In August 2015, using Phantom Secure devices, "CW-1 and his Australian conspirators co-ordinated a shipment of 10kg of cocaine from the US to Australia, which was seized by the Australian Border Force," according to court documents.

In 2016 Australian Federal Police seized a Phantom Secure device from an Australian arrested for drug smuggling, according to the FBI.

"During this period, the AFP communicated with an unknown individual in Los Angeles who packaged and shipped 16 kilograms of cocaine to Australia where it was intercepted on September 11, 2016," the FBI special agent wrote.

Ramos faces racketeering conspiracy, conspiracy to distribute narcotics charges, and aiding and abetting charges.

The arrest of the head of an organisation helping criminals avoid legal surveillance will, more than likely, be used by those seeking a decryption magic bullet.

Last month, Australian Minister for Home Affairs Peter Dutton labelled "ubiquitous encryption" a "significant obstacle" to terrorism investigations.

According to the minister, more than 90 percent of counter-terrorism targets are using encryption for communications, including for attack planning in Australia.

"Decryption takes time, a precious commodity when threats may materialise in a matter of days or even hours," Dutton said at the time. "Law enforcement access to encrypted communications should be on the same basis as telephone and other intercepts, in which companies provide vital and willing assistance in response to court orders."

Speaking at a recent Senate Estimates hearing, Secretary of the Department of Home Affairs Michael Pezzullo said the government's decryption solultion, when details on it are unveiled, would not "undermine legitimate encryption" and would balance societal needs for encryption.

"The challenge for governments and parliaments all around the world is how do you ensure that encryption is used for legitimate societal purposes, and not misused by -- in the same way the internet is misused through the dark web -- that encryption is available to those who use it for legitimate purposes and not otherwise," Pezzullo said last month.

The secretary for Home Affairs struck out at descriptions of the decryption proposal as a "backdoor".

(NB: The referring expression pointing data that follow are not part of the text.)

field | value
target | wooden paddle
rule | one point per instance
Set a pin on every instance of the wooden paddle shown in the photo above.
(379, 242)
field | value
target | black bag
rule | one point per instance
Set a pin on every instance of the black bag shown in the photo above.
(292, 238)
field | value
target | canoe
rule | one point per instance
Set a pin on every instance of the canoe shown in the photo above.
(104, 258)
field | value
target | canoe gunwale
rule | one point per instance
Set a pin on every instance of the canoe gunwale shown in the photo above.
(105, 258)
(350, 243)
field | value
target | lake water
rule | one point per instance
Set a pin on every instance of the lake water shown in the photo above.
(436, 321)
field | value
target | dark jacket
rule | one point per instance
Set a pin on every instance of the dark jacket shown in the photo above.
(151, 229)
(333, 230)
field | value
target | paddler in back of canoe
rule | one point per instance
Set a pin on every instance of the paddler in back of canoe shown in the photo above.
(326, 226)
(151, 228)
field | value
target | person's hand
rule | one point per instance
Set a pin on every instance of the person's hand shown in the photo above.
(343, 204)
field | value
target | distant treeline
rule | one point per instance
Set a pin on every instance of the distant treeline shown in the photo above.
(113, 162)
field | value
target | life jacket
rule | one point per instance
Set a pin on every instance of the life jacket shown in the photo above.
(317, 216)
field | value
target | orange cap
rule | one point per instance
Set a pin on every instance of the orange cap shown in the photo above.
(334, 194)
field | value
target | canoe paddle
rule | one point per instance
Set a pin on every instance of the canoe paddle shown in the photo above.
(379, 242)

"That's the shorthand, colloquial, and in many respects, highly ill-informed shorthand that is sometimes used in this field," he said.

"You assume that a backdoor has to be created, I'm just saying that that is a cartoon-like assumption -- not that you are making -- but you've seen the literature."

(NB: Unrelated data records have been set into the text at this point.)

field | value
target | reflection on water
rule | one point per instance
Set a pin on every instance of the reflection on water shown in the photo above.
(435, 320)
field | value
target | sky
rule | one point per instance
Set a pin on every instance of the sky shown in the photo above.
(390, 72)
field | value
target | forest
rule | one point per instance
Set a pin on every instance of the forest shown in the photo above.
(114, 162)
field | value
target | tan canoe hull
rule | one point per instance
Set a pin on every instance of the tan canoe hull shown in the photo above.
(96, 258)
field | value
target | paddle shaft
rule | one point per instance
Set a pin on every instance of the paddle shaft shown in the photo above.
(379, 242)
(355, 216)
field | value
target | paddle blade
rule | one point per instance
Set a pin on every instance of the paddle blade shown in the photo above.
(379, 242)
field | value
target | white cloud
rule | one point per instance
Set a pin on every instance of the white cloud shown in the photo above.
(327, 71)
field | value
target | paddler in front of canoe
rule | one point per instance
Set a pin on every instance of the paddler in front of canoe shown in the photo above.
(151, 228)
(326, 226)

Later in the hearing, the department said the national facial recognition system it is developing was protected due to its "hub-and-spoke" topology, and a unique characteristic of its network.

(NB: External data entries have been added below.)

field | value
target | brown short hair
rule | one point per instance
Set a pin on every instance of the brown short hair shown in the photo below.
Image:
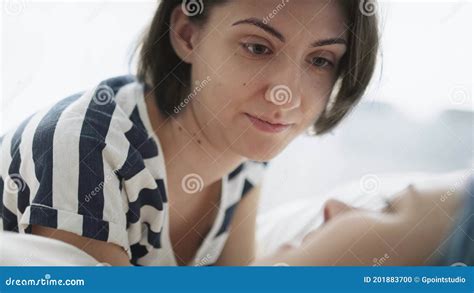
(161, 69)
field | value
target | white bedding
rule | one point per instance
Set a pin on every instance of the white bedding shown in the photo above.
(285, 224)
(32, 250)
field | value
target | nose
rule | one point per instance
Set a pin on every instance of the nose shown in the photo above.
(284, 91)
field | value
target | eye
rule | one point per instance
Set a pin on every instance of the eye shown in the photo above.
(257, 49)
(321, 62)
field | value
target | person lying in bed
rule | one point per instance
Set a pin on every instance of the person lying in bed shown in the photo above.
(427, 223)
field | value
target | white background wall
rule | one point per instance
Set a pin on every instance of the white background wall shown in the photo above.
(52, 49)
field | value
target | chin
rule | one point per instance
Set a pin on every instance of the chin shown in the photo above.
(260, 151)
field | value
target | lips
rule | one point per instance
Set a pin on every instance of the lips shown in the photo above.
(266, 126)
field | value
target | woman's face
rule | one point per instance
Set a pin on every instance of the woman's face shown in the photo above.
(273, 61)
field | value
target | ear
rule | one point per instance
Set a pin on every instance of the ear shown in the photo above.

"We've also got a moat on the outside of the gateway, don't we?" Pezzullo said to Department Deputy Secretary of Intelligence and Capability Maria Fernandez.

After Fernandez replied in the affirmative, Pezzullo said the system also has a number of "forward posts ahead of the moat".

Details on the department's cybermoat have yet to be fleshed out.

In November, Ben Flatgard, director for Cybersecurity Policy on the US National Security Council during the Obama administration, told ZDNet that Australia's push for decryption was reckless policy.

"We've been discussing this as long as encryption's been used in commercial applications," Flatgard said.

In January, a US senator said the approach to encryption by FBI director Christopher Wray was an ill-informed policy proposal.

For years, these experts have repeatedly stated that what you are asking for is not, in fact, possible," said Democrat Senator Ron Wyden in a letter.

Wray had previously stated that an inability to access encrypted devices was an urgent public safety issue, and the agency was not able to access evidence, despite lawfully being able to.